Autism is a disability that affects the way a person communicates and relates to people around them. Though it describes a condition with wide ranging degrees of severity, all those affected have a triad of impairments, which will include all or some of the following:
Difficulty with developing imagination
People with autism are usually unable to play imaginatively with objects or toys or with other children or adults. They tend to focus on minor or trivial things around them, for example an earring rather then the person wearing it, or a wheel instead of the whole toy train.

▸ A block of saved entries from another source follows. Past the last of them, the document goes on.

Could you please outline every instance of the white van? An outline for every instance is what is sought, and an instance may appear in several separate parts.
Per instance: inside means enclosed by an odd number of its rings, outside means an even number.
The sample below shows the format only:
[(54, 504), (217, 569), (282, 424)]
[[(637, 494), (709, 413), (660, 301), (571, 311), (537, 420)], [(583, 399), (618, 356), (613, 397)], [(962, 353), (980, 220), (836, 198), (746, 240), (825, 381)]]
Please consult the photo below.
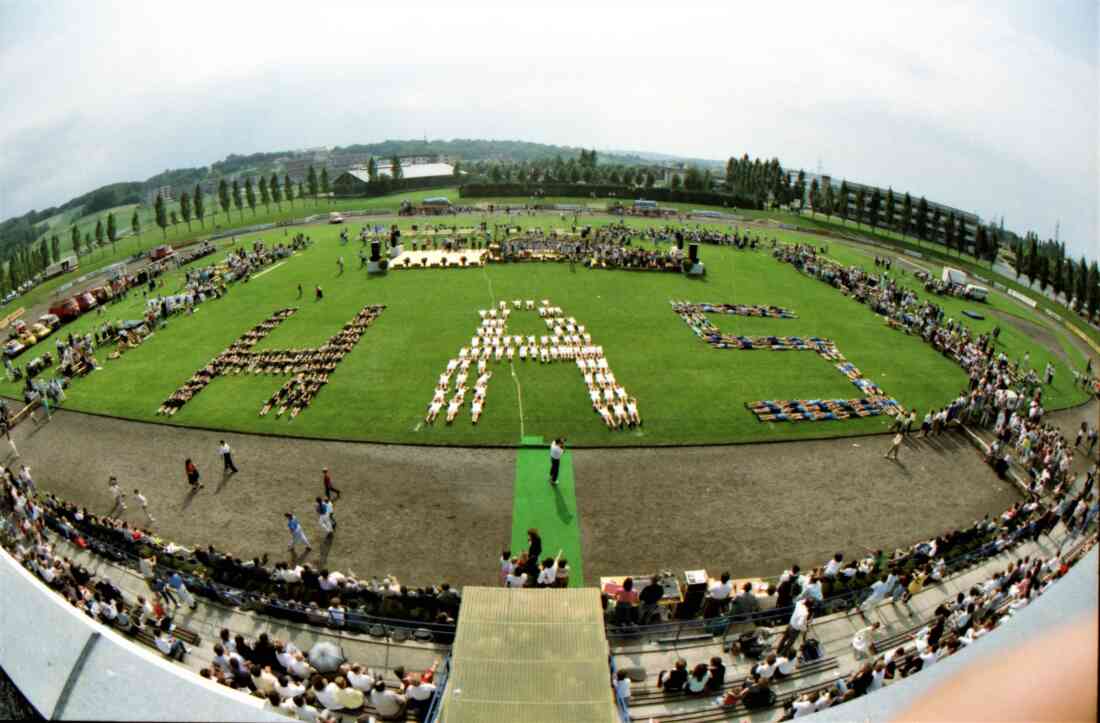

Difficulty with verbal and non-verbal communication
People with autism are unable to appreciate the social uses and the pleasure of communication. Even if the person with autism has a lot of speech they would probably use this to talk “at” you rather than with you. The person with autism may be able to ask for their own needs but find it hard to talk about feelings or thoughts and will not understand the emotions, ideas and beliefs of other people. They do not really understand the meaning of gestures, facial expression or tone of voice, although higher functioning people with autism do use gestures but these tend to be odd and inappropriate. People with autism understand and use language very literally, with an idiosyncratic, sometimes pompous choice of words and phrases and limited content of speech.
Difficulty with social relationships
People with autism often appear aloof and indifferent to other people. The more able people with autism will passively accept social contact and even show some signs of pleasure in this, but will rarely make spontaneous approaches. They can occasionally approach other people but in an odd, inappropriate, repetitive way, paying little or no attention to the responses of those they approach.
Autism also includes the condition known as Asperger Syndrome, which describes children who show the characteristics of autism, but are of average or above average intelligence and have good communication skills. The estimated prevalence rate of autistic spectrum disorders, including Asperger syndrome, is 91 per 10,000 people in the U.K. Autism also affects four times as many boys as girls.
What causes it?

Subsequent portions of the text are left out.